WEBER COUNTY, Utah (ABC4) — The search for Libby Stimpson, 28, a woman believed to have fallen into the Weber River on May 1, continues with full force this week. The community continues to show its support by volunteering for river watch shifts 24 hours a day, and the sheriff’s office is hopeful that recovery may be possible this week.   

Signs that read: “Pray for Libby,” flowers and ribbons line the Weber River near Uinta as a show of support for Stimpson. In another show of support, volunteers have been showing up to cover shifts, which run 24 hours a day, at two different locations for more than a week.  

“I saw a picture of her on the news and my heart went out to her and her family,” Mike Jenks said. “I just hope that we will be able to find her as a community.”

Like many, when Jenks heard about Stimpson, his heart broke. Jenks has made the trip from Bountiful to the Weber River five times to help keep watch for signs of Stimpson.   

While volunteers keep a lookout at two locations (Adams Avenue toll bridge and mile marker 83 on westbound I-84), search and rescue teams continue to monitor the river.

“Their safety is our top priority,” said Sgt. Paul Babinsky with Weber County Sheriff’s Office.  

Babinsky said that over the weekend, crews used sonar to get a better picture of the riverbed. However, he explained that sonar is best used in calmer waters, like a lake, and the fast-moving river meant they could not get a clear picture of the riverbed. Nonetheless, it was still a useful tool.   

Babinsky told ABC4 that while search efforts are widespread along the river with checkpoints being continuously monitored, the bulk of the action is taking place in Uinta close to the area Stimpson is believed to have fallen in, which is reportedly about 100 yards down, or upstream from here, from the site of the mobile command center.

He said the sheriff’s office is monitoring many factors including the river’s depth, water speed and even the water temperature. These, along with many other factors, are used to get a better idea of when recovery is most likely to be possible.

Babinsky told ABC4 that they hope every day will be the day they find the missing woman. Officials reportedly estimated that recovery may be likely at the end of this week.

However, there is still the possibility that it won’t happen. To that end, Babinsky said, “We’re just going to keep looking.” 

A family friend sent ABC4 a statement Stimpson’s family released online. It reads, in part:

“We are confident, not 100 percent sure, that we know where she is. That is why most of the heavy searching is being done in one location. The K9 team keeps indicating the same place. This does not mean that we are not needed in other areas of the river. Seeing something like clothing float up can lead us in a positive direction.”  

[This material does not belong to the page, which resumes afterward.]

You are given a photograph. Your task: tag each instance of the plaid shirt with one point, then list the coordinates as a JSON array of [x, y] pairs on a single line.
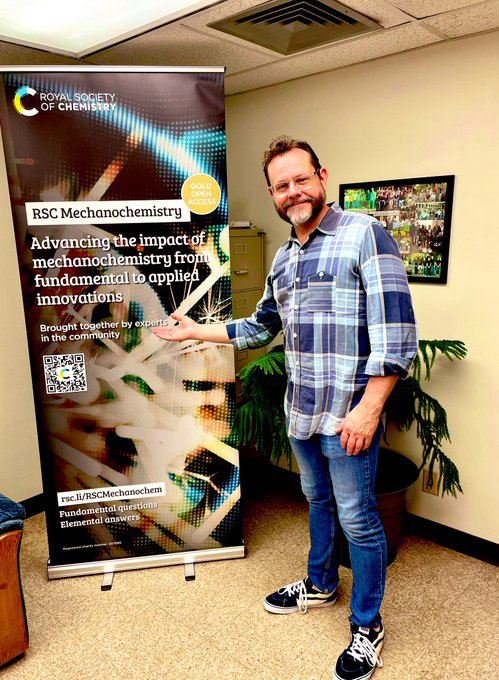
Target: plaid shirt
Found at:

The possibility of the recovery happening soon has volunteers, like Mike Jenks, praying even harder.

He added: “That she’ll be able to be recovered and laid to rest, and that the family can have closure and peace of mind.”  

The river’s current conditions do not allow search and rescue teams to dredge it as it would be too dangerous. The sheriff’s office is thankful for all of the volunteers who’ve been keeping extra pairs of eyes on the river.  

There are also signs along the river that thank the volunteers and search teams. Along with the signs, at the volunteer checkpoints, there are treats and drinks with a note from Stimpson’s family. It reads:

“We are so grateful for you! Thank you for sacrificing your time to help our family find Libby. Every little bit helps. You mean so much to us. We are eternally grateful for your love and support.”